I wasn’t able to test it with zones, but I think adding offload rules to forward rules might be enough:

# For ipv4
set firewall ipv4 forward filter rule 10 action offload
set firewall ipv4 forward filter rule 10 offload-target FLOW-XXX

And generating only one flowtable with all interfaces needed seems simpler.
Once it’s configured you can check offload entries in conntrack table:

sudo conntrack -L

deallerbeste · December 4, 2023, 1:09pm

Hi,
Thanks for your answer. I was not aware that it was possible to add multiple interfaces to one flowtable. It’s much cleaner indeed

set firewall flowtable FLOW-ALL interface 'eth0'
set firewall flowtable FLOW-ALL interface 'eth2'
set firewall flowtable FLOW-ALL interface 'eth3'
set firewall flowtable FLOW-ALL interface 'eth4'
set firewall flowtable FLOW-ALL offload 'software'

I added the rules and it seems to be working fine. I see the offload mark in conntrack:

udp      17 src=192.168.50.50 dst=193.123.56.220 sport=53141 dport=123 src=193.123.56.220 dst=192.168.1.113 sport=123 dport=53141 [OFFLOAD] mark=0 use=2

Are there any plans to add this to zone-based firewall config as well? Or in general just enable it globally without the need for a firewall rule.
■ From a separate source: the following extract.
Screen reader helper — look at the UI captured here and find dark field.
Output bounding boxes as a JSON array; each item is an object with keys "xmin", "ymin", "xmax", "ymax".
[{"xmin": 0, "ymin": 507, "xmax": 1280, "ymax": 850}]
deallerbeste · December 4, 2023, 3:00pm

On further investigation it looks like when you enable the forward filter, an implicit accept is added to the firewall. I can’t add a drop rule to the forwarding chain after the offload, because things will brake. The rules on the zone-based firewall will not get hit anymore, because of the implicit accept.
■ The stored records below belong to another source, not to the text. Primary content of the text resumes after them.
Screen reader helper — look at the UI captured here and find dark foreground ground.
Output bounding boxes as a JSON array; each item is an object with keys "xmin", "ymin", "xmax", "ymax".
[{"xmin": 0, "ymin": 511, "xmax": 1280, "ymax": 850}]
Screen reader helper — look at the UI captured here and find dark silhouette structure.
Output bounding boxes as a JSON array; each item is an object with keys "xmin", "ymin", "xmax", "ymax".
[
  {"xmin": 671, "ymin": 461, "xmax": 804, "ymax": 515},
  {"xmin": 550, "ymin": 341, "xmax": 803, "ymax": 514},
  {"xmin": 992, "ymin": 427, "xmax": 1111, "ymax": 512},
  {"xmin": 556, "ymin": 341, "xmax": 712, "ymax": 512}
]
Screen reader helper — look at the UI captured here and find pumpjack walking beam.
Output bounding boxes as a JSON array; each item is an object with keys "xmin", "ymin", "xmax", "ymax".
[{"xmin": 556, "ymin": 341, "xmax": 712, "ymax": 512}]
dec  4 16:19:33 vyos kernel: [ 3162.844117] [ipv4-FWD-filter-default-A]IN=wg01 OUT=eth1 MAC= SRC=10.10.0.2 DST=192.168.50.50 LEN=60 TOS=0x00 PREC=0x00 TTL=127 ID=52964 PROTO=ICMP TYPE=8 CODE=0 ID=1 SEQ=174

Korikaze · December 4, 2023, 3:41pm

set firewall ipv4 forward filter default-action drop

That would set it globally but you may be better off creating the offload rule within each custom chain you made for zones instead of the forward filter itself.

deallerbeste · December 4, 2023, 5:50pm

I used that command, but my zone firewalls rules did not work anymore after that (all that relate to forwarding) The best option would be like you said a offload rule in chain, but currently that option it not available on the CLI, or just global setting to enable flowtables.
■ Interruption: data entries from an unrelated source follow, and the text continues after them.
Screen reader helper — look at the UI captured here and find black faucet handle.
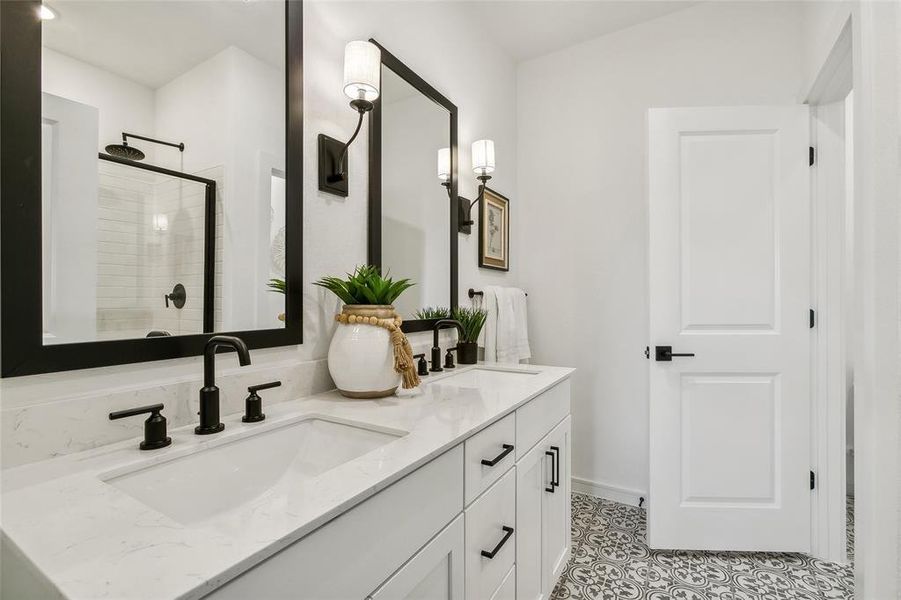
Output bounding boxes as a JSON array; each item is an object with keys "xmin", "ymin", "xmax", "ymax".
[
  {"xmin": 241, "ymin": 381, "xmax": 282, "ymax": 423},
  {"xmin": 247, "ymin": 381, "xmax": 282, "ymax": 394},
  {"xmin": 444, "ymin": 346, "xmax": 457, "ymax": 369},
  {"xmin": 413, "ymin": 352, "xmax": 429, "ymax": 377},
  {"xmin": 109, "ymin": 404, "xmax": 172, "ymax": 450}
]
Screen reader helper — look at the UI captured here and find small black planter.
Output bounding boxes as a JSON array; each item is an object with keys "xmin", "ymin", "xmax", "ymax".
[{"xmin": 457, "ymin": 342, "xmax": 479, "ymax": 365}]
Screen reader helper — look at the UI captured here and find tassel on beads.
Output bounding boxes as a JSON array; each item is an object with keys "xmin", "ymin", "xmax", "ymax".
[{"xmin": 335, "ymin": 312, "xmax": 420, "ymax": 390}]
Korikaze · December 4, 2023, 6:08pm

Looks like according to ⚓ T4502 Consider implementing (NAT/other) flow table offload it is still a WIP. I don’t know enough of the nitty griity of nftables but I don’t see why offload actions couldn’t be applied to custom chains. Since zones were originally going to be dropped entirely until the reversal of that decision, it’s not unreasonable to presume it was missed as an option. I’d suggest creating an account at https://vyos.dev and updating that task regarding functionality missing from custom chains.

n.fort · December 4, 2023, 6:24pm

What about defining offfload in custom chain, for example:

# if used WAN_to_DMZ in firewall for traffic that foes from zone WAN to zone DMZ
set firewall ipv4 name WAN_to_DMZ rule XX action offload
set firewall ipv4 name WAN_to_DMZ rule XX offload target FLOW-XXX

Most probably, you will need to offload on the other way round too ( DMZ_to_WAN)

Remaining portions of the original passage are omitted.